Priya Menon, B.Com graduate, Bengaluru — Priya joined a mid-sized IT firm as a payroll executive in 2023. During her first audit, she discovered that the company had been deducting Karnataka PT at the old ₹100/month rate instead of the updated ₹200/month rate for employees earning above ₹15,000. After mapping the correct slabs and filing revised returns with interest for the differential, she saved the company from a formal penalty notice. She credits her CorpReady practical training module — which walked through state-wise PT Acts line by line — for giving her the confidence to act independently without escalating to a consultant.

💼 What Firms Actually Want

Big 4 advisory teams and corporate tax departments look for payroll candidates who understand that PT is not a trivial ₹200 deduction — it is a state compliance obligation with registration, periodic returns, interest and penalty provisions that differ by state. Candidates who can independently configure PT in payroll systems like GreytHR or SAP HCM, reconcile PT payables at year-end, and ensure correct disclosure in Form 16 under Section 16(iii) are significantly more valuable than those who treat PT as a lookup table exercise.

Frequently Asked Questions

Professional Tax is mandatory only in the 17 states that levy it. States like Delhi, Uttar Pradesh, Rajasthan and Haryana do not impose Professional Tax. Where applicable, employers must deduct PT from salaries and remit it to the state government. Employees below the state-prescribed income threshold are also exempt even in PT-levying states.

Yes. Under Section 16(iii) of the Income Tax Act, 1961, the amount of Professional Tax paid by an employee during the financial year is fully deductible from gross salary income. The deduction equals the actual PT paid, with no upper cap beyond the state-prescribed maximum (typically ₹2,500 per year). This deduction must be claimed before computing taxable salary and must be correctly reflected in Form 16 by the employer.
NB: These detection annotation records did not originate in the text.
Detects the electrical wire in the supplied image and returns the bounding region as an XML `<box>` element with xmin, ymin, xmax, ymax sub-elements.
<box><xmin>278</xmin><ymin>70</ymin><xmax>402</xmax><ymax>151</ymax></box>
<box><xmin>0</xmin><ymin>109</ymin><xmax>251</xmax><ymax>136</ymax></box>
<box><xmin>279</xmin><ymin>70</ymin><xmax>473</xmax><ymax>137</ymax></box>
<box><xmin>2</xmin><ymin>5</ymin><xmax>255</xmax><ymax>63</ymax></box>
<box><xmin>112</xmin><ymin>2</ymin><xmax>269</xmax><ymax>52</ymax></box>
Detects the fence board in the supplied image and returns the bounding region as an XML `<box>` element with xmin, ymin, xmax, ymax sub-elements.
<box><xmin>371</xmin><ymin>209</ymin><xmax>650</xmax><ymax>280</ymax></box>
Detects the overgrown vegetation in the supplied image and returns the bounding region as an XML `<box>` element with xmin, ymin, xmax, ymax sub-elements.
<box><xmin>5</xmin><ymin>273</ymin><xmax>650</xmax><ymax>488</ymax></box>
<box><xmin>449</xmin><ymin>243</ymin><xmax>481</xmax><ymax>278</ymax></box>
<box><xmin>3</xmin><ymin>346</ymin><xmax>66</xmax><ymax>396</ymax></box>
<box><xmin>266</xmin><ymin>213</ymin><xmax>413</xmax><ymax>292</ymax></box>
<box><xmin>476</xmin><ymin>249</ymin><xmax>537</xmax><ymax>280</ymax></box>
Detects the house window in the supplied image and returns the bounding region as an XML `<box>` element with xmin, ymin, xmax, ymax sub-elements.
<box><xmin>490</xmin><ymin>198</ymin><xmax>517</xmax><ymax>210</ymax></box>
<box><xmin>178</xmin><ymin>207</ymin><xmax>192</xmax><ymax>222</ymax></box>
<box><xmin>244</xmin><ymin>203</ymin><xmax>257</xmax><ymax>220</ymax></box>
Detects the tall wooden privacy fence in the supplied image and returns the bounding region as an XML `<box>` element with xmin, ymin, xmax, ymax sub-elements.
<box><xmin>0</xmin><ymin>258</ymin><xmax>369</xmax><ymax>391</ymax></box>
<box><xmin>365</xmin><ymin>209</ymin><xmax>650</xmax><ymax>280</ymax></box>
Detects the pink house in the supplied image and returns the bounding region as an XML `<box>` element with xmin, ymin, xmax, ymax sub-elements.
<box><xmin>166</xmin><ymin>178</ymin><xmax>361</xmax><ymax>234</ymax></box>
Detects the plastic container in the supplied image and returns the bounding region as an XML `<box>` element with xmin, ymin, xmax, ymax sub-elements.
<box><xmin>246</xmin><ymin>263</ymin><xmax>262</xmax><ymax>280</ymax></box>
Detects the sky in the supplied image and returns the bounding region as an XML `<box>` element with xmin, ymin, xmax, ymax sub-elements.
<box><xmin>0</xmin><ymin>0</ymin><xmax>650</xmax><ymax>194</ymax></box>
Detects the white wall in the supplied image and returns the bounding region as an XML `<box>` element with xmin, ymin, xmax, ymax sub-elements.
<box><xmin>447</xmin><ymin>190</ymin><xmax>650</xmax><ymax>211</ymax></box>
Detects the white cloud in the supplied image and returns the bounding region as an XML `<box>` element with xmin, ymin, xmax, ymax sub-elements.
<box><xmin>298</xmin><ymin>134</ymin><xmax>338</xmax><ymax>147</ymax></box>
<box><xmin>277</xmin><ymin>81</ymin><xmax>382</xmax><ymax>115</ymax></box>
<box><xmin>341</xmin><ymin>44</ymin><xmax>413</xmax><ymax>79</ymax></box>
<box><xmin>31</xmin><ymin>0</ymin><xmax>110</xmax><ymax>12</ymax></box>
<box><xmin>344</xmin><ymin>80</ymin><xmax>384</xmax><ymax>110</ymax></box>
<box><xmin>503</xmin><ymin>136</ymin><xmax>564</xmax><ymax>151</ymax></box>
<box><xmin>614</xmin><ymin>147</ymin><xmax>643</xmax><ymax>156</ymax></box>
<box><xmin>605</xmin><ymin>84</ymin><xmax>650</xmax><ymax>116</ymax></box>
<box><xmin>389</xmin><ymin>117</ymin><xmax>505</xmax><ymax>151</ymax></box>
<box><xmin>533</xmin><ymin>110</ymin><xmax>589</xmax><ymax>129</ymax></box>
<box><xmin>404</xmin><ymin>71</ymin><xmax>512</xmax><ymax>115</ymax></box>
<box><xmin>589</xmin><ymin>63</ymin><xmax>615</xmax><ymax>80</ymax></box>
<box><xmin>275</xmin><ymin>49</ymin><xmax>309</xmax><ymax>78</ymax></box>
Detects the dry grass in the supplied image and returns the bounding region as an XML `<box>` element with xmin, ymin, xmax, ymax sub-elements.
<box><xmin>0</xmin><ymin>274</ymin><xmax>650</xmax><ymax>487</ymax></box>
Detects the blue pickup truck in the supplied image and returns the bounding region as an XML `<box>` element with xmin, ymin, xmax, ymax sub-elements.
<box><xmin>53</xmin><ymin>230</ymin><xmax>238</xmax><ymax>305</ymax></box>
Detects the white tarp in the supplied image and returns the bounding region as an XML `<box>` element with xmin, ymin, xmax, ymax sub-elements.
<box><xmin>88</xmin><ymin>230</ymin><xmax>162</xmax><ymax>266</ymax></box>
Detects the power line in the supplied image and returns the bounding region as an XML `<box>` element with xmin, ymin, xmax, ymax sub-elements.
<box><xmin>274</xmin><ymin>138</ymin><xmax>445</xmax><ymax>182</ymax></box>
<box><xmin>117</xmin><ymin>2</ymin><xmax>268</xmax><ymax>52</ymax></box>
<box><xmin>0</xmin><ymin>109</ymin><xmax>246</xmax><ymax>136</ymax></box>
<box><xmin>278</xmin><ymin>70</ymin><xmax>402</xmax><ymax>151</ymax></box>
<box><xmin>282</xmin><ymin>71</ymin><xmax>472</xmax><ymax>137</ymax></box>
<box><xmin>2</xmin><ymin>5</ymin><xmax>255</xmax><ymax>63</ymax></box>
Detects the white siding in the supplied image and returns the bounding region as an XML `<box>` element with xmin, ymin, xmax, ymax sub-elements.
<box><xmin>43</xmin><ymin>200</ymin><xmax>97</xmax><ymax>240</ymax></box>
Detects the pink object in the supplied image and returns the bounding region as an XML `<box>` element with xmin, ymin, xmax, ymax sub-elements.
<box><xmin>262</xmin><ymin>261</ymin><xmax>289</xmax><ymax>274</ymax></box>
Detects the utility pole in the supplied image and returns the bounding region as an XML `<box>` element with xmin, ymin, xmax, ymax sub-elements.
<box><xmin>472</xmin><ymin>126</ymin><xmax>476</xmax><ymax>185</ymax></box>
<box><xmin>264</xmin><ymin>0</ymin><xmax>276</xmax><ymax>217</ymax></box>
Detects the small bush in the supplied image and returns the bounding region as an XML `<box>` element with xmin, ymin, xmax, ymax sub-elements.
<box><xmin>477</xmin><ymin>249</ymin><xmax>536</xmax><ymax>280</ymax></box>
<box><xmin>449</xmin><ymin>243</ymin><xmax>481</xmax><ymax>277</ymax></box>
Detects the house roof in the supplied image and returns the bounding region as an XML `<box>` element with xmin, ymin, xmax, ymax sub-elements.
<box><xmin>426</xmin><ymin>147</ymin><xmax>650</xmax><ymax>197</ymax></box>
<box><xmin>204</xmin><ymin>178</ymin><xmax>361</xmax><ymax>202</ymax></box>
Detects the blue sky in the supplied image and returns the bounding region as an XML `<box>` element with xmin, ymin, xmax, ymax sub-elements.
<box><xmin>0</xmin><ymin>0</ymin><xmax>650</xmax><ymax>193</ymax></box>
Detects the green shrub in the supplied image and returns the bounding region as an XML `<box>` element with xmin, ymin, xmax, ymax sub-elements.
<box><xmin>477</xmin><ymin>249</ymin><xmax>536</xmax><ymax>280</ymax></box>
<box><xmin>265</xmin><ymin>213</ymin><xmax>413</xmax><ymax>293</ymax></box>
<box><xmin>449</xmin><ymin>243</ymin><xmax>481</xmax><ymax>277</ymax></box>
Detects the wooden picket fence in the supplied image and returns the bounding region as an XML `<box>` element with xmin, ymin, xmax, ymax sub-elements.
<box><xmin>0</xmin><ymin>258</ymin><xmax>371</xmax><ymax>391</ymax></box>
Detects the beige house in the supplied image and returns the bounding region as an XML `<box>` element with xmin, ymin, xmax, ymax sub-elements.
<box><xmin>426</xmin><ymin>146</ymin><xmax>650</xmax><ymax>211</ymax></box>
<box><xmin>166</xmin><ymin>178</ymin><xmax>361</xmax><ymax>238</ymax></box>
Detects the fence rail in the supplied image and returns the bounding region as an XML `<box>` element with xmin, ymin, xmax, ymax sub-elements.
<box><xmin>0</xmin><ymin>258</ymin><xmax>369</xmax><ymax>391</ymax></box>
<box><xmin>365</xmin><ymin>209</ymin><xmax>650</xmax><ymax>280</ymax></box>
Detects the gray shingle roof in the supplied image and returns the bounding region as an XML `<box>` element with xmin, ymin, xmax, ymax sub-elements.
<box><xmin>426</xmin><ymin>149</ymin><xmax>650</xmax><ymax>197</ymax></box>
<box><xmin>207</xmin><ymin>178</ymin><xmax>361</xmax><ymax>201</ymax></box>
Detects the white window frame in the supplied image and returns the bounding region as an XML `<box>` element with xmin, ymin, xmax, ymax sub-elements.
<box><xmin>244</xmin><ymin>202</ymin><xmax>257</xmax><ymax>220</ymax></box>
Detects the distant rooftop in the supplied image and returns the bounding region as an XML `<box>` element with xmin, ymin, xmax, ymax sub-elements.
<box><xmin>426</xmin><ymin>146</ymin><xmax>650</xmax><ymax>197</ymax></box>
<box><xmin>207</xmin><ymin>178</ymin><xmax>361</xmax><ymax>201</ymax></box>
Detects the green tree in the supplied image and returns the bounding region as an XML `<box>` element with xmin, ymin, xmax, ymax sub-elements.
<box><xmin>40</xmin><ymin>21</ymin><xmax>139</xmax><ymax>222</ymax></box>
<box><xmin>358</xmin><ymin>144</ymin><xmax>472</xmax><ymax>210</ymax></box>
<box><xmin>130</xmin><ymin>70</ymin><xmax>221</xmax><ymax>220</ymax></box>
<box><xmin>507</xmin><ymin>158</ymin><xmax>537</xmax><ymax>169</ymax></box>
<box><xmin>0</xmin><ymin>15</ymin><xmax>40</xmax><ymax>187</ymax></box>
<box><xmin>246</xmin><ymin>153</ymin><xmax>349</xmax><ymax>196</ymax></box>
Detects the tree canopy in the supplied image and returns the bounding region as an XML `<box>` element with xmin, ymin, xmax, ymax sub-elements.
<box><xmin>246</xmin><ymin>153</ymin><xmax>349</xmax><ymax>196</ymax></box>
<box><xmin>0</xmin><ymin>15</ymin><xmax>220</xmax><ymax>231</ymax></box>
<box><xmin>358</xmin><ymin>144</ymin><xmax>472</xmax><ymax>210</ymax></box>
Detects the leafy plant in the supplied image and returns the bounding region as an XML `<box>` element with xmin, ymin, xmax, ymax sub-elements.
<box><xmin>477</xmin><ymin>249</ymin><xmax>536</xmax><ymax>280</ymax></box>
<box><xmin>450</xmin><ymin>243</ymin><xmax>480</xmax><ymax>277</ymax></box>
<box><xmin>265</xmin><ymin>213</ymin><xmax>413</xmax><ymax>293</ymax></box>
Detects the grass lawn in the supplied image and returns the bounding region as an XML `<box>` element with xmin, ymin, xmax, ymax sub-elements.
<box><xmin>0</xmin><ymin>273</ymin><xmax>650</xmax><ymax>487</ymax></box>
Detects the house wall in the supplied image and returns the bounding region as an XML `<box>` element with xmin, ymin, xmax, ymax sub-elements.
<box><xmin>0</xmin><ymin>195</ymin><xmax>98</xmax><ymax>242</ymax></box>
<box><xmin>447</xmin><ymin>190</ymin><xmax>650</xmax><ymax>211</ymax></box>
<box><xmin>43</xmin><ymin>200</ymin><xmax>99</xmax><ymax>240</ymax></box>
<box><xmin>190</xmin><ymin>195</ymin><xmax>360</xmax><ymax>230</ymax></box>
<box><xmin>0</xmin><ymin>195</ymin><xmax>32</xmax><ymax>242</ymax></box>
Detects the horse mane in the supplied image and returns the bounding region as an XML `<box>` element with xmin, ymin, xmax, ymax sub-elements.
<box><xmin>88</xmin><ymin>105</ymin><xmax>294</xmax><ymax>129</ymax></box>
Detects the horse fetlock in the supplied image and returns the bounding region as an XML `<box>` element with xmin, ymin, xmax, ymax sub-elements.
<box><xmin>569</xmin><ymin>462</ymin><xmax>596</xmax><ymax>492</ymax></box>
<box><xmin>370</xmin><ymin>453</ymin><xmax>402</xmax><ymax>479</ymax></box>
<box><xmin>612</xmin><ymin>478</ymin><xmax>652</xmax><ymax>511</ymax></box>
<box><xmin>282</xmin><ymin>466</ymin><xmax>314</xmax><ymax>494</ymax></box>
Article 276 of the Constitution of India caps Professional Tax at ₹2,500 per person per year. No state government can levy PT exceeding this constitutional limit. Most states like Maharashtra, West Bengal, Gujarat and Madhya Pradesh levy the maximum of ₹2,500 annually. Karnataka and Tamil Nadu levy ₹2,400 per year.

Non-deduction or non-remittance of Professional Tax exposes the employer to penalties under the respective state's PT Act. Penalties typically include interest on arrears (1-2% per month), a flat penalty (ranging from ₹1,000 to ₹10,000 depending on the state), and prosecution for wilful default. Maharashtra, for example, levies a penalty equal to 10% of the tax due plus monthly interest. The employer, not the employee, bears the consequences for deduction failures.

✅ Key Takeaways

  • Professional Tax is a state subject under Article 276 of the Constitution, capped at ₹2,500 per person per year.
  • 17 states levy PT; major states without PT include Delhi, UP, Rajasthan and Haryana.
  • Employers must register for an RC, deduct PT from salaries, remit to the state, and file periodic returns — failing any of these triggers penalties and interest.
  • PT paid by employees is fully deductible from gross salary under Section 16(iii) of the Income Tax Act and must appear in Form 16.
  • PT and TDS are separate obligations — PT reduces the gross salary figure used to compute TDS under Section 192.
  • Multi-state employers must manage state-specific slabs, due dates and return formats independently for each state of operation.